Pourquoi ce qu’il a été possible de faire dans la capitale au niveau du canal Levassor  ne le serait pas à Rivière-Pilote ?  Les ‟Pilotins du Sud ″ seraient-ils des citoyens de seconde zone ?

Loin de moi de prétendre au titre de grand expert, arboré  par ceux qui  nous ont valu le Port de Grand-Rivière, voué à un ensablement chronique ou encore le fameux Lycée Victor Fouche , abonné au ‟ transit  perpétuel‟ mais en ces temps de revendication du pouvoir citoyen, j’ai observé plus modestement que la limite atteinte par la montée des eaux  dans le bourg était d’environ deux mètres cinquante; c’est donc à priori la valeur de référence à prendre en compte  pour espérer mettre ce dernier  hors-d’eau.

Partant de là , trois mesures apparaîssent   indispensables pour atteindre cet objectif :

-  procéder à un dragage  du lit de la Grande  Rivière dans la traversée du bourg  pour l’abaisser  d’environ un mètre trente , tout en l’élargissant autant que faire se peut ( la configuration des lieux le permet ) ; pour garantir sur la durée le maintien  en état  de la cote d’abaissement obtenue , un cuvelage régulièrement entretenu, s’avère également  nécessaire.

- parallèlement , exhausser les berges  à ce même  endroit ,  au minimum  d’un mètre vingt , au moyen d’un rideau de  palplanches ;

- compléter  le dispositif ,  à titre de sécurité supplémentaire , par un système de pompes  à haut débit  refoulant les eaux de la Petite rivière en aval  du bourg  , lequel   se déclencherait  automatiquement  dès qu’un  niveau  d’alerte critique  serait atteint ; ce système  s’inspire de celui en  vigueur dans plusieurs villes , notamment à la NOUVELLE –ORLEANS.

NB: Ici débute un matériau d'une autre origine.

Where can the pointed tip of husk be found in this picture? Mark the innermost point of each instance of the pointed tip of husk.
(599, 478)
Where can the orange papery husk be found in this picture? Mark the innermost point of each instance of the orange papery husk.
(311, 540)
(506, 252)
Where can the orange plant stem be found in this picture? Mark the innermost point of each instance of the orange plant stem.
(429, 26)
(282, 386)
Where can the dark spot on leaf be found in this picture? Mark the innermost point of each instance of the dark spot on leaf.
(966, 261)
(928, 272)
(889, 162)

Enfin , pour couronner le tout, une mesure purement administrative s’impose : prévoir au P.L.U. de la commune l’obligation, pour toute nouvelle construction ou grosse réparation d’édifices situés  dans le bourg , le relèvement  des rez – de -chaussées  d’environ cinquante centimètres.

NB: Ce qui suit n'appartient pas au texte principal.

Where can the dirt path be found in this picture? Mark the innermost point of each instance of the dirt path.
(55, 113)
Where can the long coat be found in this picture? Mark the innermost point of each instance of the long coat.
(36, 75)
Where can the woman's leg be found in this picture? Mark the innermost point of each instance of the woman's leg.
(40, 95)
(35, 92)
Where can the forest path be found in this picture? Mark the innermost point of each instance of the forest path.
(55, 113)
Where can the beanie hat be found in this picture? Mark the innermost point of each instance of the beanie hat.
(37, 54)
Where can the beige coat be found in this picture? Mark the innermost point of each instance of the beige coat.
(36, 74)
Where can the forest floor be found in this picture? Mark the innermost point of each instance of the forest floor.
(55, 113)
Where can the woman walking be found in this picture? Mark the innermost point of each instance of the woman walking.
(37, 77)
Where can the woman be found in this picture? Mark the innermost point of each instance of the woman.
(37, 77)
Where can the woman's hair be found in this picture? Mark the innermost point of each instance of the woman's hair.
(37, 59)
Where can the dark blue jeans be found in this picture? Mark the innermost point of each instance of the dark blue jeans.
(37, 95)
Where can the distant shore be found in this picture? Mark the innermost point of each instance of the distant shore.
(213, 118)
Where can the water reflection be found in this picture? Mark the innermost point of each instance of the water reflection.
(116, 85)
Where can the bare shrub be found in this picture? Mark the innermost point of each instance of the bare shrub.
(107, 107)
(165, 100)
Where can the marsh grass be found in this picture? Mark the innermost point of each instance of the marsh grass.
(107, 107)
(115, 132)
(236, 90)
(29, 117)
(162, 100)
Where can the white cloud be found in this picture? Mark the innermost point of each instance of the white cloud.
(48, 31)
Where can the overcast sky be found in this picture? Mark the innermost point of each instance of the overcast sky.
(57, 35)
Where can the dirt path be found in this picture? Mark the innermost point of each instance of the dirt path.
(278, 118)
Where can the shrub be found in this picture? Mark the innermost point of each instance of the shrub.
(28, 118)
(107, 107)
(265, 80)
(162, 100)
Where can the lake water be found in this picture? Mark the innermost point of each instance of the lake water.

Toutes ces mesures constituent un Plan global  d’intervention  visant  en définitive à  mettre en sécurité  les habitants de la ville de Rivière-Pilote  et l’exercice de leurs activités; il présente des avantages multiples : en premier lieu la rapidité de mise en œuvre  car il ne nécessite  pas de  délais d’études  excessivement   longs et onéreux, surtout  il ne fait appel  qu’à des techniques simples et  éprouvées dont les  coûts  sont parfaitement maîtrisés .

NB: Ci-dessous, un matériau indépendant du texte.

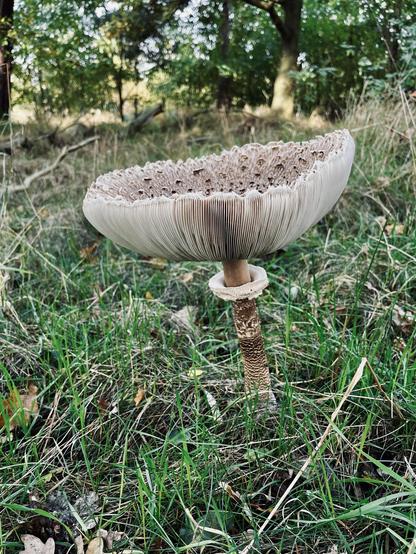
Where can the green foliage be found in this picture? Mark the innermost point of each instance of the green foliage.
(57, 63)
(72, 56)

Question financement, ce Plan n’a rien de prohibitif (très loin des estimations extravagantes  de certains  projets)  mais devrait , par contre, bénéficier d’une prise en charge exceptionnellement favorable   des pouvoirs publics nationaux comme européens  ,en raison  de son objectif prioritaire,  pour ne pas dire  vital, de protection des personnes et des biens.